ABC Learning also used its considerable financial resources to support challenges to regulations governing childcare and enforcing vicarious liability on the company. In one case, in 2006 it challenged a $200 fine imposed by a Victorian Magistrate for the actions of its staff who failed to adequately supervise a two-year-old child who escaped from a centre in suburban Melbourne and was found by a neighbour and brought back to the centre. It argued that the company had done all it could reasonably be expected to do to provide facilities that made escape difficult and that any legal liability should rest with the staff involved.

In August 2006, ABC Learning pleaded guilty to 'Failing to Enclose' in the Fremantle Magistrates Court and were fined $1300. A three-year-old boy escaped from the centre in Lynwood in Western Australia, through a broken fence and was found by staff in a nearby car park.

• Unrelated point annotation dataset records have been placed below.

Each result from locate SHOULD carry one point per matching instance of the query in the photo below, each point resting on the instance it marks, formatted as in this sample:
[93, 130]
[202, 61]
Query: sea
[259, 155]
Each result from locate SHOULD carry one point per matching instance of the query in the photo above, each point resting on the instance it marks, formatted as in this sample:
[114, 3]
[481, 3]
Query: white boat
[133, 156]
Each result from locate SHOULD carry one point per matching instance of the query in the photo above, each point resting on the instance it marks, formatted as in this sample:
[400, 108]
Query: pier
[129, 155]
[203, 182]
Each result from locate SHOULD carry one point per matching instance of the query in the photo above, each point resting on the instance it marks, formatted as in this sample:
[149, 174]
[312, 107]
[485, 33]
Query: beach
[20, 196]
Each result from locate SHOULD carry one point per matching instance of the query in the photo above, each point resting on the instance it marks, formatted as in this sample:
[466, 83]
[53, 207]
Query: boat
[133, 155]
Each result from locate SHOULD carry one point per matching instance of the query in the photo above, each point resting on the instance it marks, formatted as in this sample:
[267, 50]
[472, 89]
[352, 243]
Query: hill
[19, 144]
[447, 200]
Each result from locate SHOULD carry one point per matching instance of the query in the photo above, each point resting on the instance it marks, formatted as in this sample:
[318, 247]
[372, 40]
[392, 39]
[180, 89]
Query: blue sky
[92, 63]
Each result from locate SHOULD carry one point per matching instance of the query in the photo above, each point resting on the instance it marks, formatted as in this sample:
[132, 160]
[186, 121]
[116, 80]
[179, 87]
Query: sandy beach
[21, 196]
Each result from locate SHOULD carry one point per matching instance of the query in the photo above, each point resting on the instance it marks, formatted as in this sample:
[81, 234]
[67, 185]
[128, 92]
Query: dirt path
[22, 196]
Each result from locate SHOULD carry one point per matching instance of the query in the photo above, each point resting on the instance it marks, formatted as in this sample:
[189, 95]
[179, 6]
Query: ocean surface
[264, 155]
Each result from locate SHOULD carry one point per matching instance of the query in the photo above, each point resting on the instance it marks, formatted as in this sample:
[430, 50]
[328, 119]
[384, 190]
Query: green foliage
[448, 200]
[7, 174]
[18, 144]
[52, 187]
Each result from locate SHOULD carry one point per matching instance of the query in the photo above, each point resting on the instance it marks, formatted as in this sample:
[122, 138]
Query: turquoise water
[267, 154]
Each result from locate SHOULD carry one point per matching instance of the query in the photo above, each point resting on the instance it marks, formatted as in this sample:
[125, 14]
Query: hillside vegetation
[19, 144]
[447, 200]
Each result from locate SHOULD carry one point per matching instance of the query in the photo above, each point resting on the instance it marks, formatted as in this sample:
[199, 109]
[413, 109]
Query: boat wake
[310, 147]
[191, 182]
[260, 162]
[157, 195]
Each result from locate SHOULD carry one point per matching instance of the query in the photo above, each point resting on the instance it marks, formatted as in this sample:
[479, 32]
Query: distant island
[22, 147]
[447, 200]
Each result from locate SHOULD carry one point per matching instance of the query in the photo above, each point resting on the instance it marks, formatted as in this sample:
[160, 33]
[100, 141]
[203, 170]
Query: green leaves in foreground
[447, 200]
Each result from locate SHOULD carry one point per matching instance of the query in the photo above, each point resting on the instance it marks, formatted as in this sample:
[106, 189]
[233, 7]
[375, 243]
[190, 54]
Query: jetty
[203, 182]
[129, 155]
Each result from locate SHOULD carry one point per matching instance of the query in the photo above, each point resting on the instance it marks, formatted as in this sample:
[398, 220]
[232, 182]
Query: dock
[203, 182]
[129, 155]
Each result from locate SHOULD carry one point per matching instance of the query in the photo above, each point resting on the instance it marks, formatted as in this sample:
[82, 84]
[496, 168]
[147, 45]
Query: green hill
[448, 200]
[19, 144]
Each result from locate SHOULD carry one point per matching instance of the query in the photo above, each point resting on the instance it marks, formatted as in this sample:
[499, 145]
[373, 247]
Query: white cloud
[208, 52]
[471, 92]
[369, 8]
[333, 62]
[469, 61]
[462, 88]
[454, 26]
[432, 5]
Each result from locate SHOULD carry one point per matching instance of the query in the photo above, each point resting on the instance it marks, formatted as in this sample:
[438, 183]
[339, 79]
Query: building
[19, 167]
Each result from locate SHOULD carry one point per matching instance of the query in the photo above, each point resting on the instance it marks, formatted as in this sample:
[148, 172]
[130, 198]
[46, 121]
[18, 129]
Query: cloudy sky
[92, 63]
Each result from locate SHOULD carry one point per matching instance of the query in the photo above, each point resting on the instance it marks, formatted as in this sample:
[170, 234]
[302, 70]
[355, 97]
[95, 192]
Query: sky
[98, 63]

The company was under investigation by the Australian Securities & Investments Commission.

== Financial troubles ==
ABC was once the largest publicly listed child-care operator in the world. It had a market capitalisation of $4.1 billion. When its shares were suspended from trading at 54c, the company's worth was $296 million.

An unexpected drop of 42 per cent in profit in the second half of 2007 to $37.1 million and its inability to service its $1.8 billion debt triggered a decline in the company's share price. Several directors of the company were then forced to dump millions of shares after receiving margin calls. The combined effects caused the share price to plummet 43% to $2.15 after trading as low as $1.15. By the end of the selling, founder Edmund/Eddy Groves and his wife sold virtually all of their stakes of 20 million and 6 million shares respectively while director Martin Kemp unloaded 2.7 million shares. The combined Groves' stake represented 8 per cent of the company.

Trading in ABC Learning shares was suspended in August 2008 after the company failed to release its earnings for the 2007-08 financial year.

=== Receivership and liquidation ===
Despite selling off assets, the company fell into receivership in November 2008 after increasing debt servicing obligations and its auditors were unable to sign off on its accounts. The federal government injected $22 million into the company to keep its childcare centres open until the end of 2008.

The company was subsequently delisted from the Australian Securities Exchange.

Creditors voted to wind up the company in June 2010. 570 ABC Learning centres were taken over by Goodstart, a consortium of Mission Australia, the Benevolent Society, the Brotherhood of St Laurence and Social Ventures Australia.